田耗子突然冷笑一声,他收回了手,一双三角眼里闪烁着阴毒的光,“你当真是觉得自己受了委屈?田小草,别把自己说得像个圣人。”
“当年村长家的儿子也喜欢你,闹着求着要娶你,你要是真为这个家好,就去嫁给村长的儿子啊,为什么偏偏要嫁给李家。”
小草的心猛地沉了下去,一股寒意从脚底直窜天灵盖。
村长家是有钱,也能帮衬他们田家,可村长家的那个儿子从小到大就是个地痞流氓,有钱上学不去读书,反而是吃喝玩乐样样精通,成天呆在家里啥也不干,就等着啃他爹的老骨头。
他居然想让她嫁给这样的人,为什么?凭什么!仅仅是因为他有钱吗?!仅仅是因为他有钱就可以不顾女儿的生活和幸福吗?
来顺虽然也不算什么大富大贵,但他们是几年同学,她也知道他为人忠厚老实,能干又会心疼人。

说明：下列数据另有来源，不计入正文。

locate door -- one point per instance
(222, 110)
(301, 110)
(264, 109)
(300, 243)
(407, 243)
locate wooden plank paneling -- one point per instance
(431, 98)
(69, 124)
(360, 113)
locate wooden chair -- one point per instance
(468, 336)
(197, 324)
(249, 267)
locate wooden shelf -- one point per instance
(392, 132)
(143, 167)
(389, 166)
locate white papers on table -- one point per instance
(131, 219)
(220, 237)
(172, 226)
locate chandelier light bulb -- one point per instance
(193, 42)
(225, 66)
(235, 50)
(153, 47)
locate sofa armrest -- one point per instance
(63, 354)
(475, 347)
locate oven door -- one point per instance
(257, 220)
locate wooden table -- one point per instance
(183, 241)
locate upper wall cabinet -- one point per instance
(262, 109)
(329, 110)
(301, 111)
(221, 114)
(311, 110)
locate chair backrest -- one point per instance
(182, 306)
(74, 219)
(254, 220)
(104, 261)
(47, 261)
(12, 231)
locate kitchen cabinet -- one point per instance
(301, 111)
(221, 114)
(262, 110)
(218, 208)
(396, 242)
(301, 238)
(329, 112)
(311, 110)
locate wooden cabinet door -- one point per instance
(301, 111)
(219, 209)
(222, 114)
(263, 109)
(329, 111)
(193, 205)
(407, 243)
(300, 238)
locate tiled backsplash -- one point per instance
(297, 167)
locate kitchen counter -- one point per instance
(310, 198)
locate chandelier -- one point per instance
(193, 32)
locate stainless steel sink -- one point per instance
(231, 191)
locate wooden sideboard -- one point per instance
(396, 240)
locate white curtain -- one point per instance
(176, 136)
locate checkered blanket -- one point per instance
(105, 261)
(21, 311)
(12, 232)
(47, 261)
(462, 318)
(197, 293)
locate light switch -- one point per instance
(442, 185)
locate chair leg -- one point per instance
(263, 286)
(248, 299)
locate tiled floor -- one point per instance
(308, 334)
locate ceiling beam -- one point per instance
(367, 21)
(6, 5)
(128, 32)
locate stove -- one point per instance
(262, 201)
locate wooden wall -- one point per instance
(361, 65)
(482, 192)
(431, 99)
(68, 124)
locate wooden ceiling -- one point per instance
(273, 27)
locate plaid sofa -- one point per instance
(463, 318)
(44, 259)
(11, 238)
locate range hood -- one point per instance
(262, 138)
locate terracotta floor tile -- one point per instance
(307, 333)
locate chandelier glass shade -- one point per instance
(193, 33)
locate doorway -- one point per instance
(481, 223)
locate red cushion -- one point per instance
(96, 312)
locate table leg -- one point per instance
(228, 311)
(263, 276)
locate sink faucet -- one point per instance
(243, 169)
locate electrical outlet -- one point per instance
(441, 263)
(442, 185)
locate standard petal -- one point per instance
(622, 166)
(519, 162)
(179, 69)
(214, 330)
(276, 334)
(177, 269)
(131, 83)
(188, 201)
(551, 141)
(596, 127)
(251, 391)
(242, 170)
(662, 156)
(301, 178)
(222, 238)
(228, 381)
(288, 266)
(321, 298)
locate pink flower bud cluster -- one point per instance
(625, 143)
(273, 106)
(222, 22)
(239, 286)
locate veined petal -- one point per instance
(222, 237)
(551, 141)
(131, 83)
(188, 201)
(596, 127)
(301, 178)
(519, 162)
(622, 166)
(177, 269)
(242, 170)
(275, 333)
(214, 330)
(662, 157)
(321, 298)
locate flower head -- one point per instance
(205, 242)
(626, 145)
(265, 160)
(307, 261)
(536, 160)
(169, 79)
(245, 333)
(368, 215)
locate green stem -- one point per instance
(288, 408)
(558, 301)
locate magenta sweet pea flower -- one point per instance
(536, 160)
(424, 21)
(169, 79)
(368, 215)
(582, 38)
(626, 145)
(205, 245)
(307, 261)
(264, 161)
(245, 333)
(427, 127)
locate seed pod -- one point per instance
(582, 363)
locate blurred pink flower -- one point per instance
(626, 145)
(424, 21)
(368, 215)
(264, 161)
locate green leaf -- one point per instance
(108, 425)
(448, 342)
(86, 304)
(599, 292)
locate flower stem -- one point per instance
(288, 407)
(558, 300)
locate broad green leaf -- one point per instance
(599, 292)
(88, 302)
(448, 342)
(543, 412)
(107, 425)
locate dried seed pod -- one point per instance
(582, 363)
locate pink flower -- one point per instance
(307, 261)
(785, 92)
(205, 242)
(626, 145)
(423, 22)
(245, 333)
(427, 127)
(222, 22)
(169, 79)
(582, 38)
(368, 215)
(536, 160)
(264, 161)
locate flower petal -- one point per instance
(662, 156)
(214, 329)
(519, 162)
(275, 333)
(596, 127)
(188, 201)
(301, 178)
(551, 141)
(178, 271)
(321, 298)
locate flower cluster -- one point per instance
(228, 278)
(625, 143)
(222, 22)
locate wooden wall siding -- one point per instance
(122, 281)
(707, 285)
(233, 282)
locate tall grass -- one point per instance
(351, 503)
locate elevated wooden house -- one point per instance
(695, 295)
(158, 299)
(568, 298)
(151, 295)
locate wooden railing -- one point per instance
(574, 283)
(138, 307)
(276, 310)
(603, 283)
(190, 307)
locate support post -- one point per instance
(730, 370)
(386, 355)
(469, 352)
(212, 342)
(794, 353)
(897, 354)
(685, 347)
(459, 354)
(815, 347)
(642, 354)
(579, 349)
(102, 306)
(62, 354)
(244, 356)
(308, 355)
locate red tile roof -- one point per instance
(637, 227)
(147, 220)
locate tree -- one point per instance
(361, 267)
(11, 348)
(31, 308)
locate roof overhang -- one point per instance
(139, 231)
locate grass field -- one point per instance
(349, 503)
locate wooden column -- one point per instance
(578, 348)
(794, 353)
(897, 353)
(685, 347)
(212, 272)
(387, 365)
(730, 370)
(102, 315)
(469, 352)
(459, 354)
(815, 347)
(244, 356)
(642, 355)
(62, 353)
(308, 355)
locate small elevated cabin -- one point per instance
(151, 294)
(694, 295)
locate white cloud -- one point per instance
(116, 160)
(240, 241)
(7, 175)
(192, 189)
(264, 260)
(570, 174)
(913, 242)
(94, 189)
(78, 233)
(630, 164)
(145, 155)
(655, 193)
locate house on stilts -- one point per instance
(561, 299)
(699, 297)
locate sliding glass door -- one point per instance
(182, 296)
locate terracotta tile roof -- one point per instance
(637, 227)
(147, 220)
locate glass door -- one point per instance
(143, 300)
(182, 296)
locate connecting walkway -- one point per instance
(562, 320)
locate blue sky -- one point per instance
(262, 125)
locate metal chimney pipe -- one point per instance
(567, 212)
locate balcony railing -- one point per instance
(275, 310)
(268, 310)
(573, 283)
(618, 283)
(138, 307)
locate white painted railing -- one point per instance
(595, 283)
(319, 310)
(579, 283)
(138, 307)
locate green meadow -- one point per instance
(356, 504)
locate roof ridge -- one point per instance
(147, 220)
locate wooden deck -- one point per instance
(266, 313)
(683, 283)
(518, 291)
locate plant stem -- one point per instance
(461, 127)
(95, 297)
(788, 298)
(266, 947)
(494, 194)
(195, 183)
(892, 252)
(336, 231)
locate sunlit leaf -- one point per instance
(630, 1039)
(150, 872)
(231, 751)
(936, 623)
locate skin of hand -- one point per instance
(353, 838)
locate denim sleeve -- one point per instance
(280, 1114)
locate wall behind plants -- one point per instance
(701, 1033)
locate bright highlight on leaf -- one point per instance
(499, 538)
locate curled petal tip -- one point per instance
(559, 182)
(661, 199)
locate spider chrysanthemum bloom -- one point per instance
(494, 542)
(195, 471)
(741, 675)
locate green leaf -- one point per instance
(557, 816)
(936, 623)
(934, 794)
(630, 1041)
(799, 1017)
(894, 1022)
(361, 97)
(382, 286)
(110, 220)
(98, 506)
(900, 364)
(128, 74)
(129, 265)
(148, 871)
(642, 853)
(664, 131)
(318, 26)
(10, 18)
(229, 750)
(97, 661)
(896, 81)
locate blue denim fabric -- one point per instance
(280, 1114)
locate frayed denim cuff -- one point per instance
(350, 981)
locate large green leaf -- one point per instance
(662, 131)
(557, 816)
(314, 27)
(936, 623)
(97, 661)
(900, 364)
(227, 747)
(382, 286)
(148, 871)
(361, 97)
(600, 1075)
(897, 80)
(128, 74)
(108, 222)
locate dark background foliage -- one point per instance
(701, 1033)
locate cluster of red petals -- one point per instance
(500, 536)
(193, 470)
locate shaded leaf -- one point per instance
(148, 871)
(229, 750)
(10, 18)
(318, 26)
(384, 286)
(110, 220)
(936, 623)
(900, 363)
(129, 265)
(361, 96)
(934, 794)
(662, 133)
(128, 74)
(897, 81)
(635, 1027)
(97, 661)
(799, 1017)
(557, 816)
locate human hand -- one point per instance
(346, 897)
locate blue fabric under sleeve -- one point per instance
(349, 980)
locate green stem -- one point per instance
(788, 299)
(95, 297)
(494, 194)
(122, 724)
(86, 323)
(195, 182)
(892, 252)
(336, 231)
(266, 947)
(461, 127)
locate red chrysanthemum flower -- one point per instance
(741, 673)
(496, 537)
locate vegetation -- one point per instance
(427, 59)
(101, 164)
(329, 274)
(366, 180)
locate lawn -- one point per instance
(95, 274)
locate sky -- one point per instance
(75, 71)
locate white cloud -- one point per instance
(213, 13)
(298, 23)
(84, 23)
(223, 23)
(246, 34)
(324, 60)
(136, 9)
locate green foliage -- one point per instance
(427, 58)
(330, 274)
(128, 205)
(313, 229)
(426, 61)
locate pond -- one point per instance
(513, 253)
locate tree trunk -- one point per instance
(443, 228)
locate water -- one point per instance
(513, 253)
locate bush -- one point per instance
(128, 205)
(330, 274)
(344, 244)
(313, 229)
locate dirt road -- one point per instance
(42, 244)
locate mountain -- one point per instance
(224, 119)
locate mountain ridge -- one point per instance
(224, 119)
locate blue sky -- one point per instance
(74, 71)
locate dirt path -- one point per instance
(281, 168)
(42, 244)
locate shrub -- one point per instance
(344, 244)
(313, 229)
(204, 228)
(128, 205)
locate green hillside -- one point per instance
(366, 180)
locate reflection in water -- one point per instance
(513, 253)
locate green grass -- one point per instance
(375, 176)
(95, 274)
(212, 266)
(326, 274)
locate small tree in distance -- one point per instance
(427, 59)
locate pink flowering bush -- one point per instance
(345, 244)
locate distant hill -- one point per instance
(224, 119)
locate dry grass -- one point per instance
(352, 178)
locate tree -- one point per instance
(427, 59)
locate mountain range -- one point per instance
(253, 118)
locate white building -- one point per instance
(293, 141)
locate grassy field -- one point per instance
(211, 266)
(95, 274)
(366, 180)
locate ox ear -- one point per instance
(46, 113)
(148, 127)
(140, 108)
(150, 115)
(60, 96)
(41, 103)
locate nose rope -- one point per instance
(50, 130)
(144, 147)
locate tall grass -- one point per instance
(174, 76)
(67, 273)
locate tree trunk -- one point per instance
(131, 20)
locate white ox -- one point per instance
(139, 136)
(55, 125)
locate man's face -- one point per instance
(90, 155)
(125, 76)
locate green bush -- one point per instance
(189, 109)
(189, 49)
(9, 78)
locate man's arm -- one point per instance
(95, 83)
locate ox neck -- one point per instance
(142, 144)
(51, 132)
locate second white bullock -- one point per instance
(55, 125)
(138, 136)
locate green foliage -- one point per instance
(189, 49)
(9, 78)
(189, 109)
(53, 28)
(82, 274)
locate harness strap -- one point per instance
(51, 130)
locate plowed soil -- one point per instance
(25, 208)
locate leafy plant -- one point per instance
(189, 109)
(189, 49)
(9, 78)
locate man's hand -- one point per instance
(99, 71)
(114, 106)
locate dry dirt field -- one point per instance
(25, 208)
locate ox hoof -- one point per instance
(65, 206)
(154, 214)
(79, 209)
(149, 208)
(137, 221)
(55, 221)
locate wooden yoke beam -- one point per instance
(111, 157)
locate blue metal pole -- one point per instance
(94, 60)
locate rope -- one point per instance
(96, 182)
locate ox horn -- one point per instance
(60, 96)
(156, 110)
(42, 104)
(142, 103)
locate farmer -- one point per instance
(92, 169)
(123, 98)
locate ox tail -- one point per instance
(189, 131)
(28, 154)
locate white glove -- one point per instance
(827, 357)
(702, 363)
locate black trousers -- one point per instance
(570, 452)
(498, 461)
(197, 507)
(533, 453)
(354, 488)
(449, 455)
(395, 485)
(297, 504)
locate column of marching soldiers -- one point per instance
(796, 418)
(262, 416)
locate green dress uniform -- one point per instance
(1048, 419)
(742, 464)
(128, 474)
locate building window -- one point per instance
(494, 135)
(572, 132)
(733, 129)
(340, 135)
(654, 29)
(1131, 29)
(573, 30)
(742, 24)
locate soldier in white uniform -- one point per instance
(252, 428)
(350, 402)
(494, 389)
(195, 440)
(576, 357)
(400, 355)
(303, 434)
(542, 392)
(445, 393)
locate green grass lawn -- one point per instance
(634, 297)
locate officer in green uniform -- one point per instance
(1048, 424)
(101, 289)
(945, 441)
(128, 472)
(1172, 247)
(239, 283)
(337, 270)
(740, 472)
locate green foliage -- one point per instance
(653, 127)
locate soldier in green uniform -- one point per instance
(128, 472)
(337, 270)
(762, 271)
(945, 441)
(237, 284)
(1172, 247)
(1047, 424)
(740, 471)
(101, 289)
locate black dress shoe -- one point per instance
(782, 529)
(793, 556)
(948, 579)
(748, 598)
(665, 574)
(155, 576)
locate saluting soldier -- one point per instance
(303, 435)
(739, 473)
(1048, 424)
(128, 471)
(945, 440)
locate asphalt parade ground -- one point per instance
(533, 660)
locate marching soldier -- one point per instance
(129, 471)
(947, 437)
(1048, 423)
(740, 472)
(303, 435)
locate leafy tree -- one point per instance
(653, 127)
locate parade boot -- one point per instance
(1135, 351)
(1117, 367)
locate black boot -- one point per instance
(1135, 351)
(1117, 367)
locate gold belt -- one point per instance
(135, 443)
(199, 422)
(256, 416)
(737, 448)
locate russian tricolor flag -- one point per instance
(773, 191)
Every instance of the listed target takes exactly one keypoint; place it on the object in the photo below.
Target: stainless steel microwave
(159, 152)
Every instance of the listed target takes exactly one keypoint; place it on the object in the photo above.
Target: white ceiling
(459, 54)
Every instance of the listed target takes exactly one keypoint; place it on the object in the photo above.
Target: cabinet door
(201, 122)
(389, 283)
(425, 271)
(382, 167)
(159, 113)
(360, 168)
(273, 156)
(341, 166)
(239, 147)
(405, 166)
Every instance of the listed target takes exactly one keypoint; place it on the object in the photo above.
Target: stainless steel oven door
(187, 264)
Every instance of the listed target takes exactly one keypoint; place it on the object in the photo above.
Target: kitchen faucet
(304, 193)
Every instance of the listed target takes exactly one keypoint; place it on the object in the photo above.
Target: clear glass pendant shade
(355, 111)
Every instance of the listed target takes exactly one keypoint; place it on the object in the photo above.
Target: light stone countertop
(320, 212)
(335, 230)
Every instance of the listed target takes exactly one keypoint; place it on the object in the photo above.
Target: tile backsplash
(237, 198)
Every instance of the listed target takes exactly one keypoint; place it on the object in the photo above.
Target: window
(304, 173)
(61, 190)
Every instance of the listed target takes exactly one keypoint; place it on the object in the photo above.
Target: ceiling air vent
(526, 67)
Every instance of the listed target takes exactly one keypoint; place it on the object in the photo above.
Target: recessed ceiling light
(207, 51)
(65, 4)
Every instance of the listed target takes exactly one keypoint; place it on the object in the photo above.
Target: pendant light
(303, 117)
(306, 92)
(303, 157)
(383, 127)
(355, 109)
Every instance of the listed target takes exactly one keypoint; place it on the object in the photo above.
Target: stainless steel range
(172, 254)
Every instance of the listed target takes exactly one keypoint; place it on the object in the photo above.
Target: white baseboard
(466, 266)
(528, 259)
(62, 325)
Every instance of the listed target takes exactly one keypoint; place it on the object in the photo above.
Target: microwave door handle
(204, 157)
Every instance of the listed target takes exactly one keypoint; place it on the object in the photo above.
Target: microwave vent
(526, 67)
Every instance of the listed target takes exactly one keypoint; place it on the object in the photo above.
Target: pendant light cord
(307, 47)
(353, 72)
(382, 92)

为什么她这正常的选择,却被他贬损的一文不值?她出生选不了自己的父母,结婚也选不了自己的丈夫吗?
田耗子看着小草默默流泪的样子,不觉得心疼,反而觉得自己攻对了地方,继续追击,“你心里打的是什么算盘,当我这当爹的不知道?”
她张了张嘴,喉咙里却像是塞了一团棉花,发不出一点声音,“我什么心思?”
“你在胡说八道什么!”
“我胡说?”田耗子步步逼近,字字如刀,“你放着好好的福不享,非要往李家那个火坑里跳,不就是因为那马喜凤嫁给了李家的二顺吗?”
“住口!”小草发出一声短促的尖叫。
“你就是为了那个马喜凤。”
田耗子吐出了那个名字,带着一种亵渎般的快感。
小草倒吸一口冷气,整个人失了力撞到在冰冷的墙壁上。